In Quebec and the Atlantic provinces, 16 per cent of the population is 65 years or older. In Alberta, that figure is 11 per cent. Statistics Canada produces a telling chart of the “age pyramid” of Alberta compared to Newfoundland. Alberta has more children and people in the 20-45 age range. Newfoundland has a big bulge of 50-65 year-olds and fewer children, which means its “pyramid” is shaped more like a spinning top.

This, of course, presages growing health-care costs and a shrinking labour force.

These dry statistical facts will eventually turn into real-world drama. Flat tax revenue and growing health-care costs will squeeze budgets for education, highways and everything else. Stagnant revenue growth for businesses will put pressure on profits and jobs. Nest eggs will shrink, since most Canadians have a significant portion of their net worth tied up in houses or small businesses. Neither will be easy to sell for a good price in a low-growth future.

Meanwhile, a visit to the rapidly growing urban regions of B.C. and Alberta tells a different story. I was just in Coquitlam, which has boomed to having four times the population of the Yukon. New highways are full of new cars going from new housing developments to new malls. Everyone can think of themselves as an economic genius. House prices keep going up. Even the most obscure food stalls in the Coquitlam mall had queues. My hotel was in a bad location by the train tracks, with a mediocre restaurant and rooms with a weird smell. It was full.

We in the Yukon have witnessed in recent years the boom effect of sustained population growth. Our percentage of over-65s is even lower than Alberta’s. Yukoners aged four and under grew 14 per cent over the last five years, triple the figure in Nova Scotia.

The fast-growing regions of Canada each have a narrative to tell. Alberta has oil and gas it can produce and export profitably even if prices slip somewhat from today’s levels. Perhaps the sector won’t continue to boom as it has, but it is not going away. Greater Toronto, despite the challenges in the manufacturing sector, has a diverse range of financial services, head offices and other sectors that draw in money from the rest of the country. Vancouver has inflows of immigrant capital and, only partly jokingly, the marijuana industry.

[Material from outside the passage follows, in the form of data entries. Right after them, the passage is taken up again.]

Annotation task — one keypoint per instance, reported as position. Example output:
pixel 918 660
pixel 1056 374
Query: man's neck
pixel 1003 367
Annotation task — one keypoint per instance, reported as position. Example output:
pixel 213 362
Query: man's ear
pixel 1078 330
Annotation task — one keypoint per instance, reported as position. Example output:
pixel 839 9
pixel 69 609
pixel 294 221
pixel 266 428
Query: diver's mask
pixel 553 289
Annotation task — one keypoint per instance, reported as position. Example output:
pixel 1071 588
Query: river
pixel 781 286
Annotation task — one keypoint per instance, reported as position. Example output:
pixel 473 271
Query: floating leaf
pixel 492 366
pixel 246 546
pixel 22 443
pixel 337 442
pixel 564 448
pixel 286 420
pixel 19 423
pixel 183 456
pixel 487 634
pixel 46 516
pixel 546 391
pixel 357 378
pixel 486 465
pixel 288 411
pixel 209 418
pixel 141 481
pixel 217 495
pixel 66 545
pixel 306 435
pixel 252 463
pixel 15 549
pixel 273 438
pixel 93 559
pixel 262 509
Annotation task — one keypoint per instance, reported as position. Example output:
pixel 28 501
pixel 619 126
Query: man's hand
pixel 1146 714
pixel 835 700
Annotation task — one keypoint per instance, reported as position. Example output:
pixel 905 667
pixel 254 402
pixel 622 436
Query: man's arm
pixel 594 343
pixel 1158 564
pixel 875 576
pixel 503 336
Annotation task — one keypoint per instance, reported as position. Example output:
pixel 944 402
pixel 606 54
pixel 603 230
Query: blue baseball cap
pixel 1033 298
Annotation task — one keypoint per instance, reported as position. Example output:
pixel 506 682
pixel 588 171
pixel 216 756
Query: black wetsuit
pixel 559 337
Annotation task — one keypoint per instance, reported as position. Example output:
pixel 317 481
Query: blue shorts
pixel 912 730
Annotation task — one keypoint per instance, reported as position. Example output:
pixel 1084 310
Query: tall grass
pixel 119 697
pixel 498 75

The question for us is what the Yukon’s narrative will be. Will transfer payments continue to grow in coming decades? Will the previous years’ exploration boom lead to sustainable mining production? Or do we run some of the same risks as Atlantic Canada?

Any Yukoner who owns a house, a mall or a hotel with a weird smell will be very interested in the answer.

Keith Halliday is a Yukon economist and author of the MacBride Museum’s Aurore of the Yukon series of historical children’s adventure novels.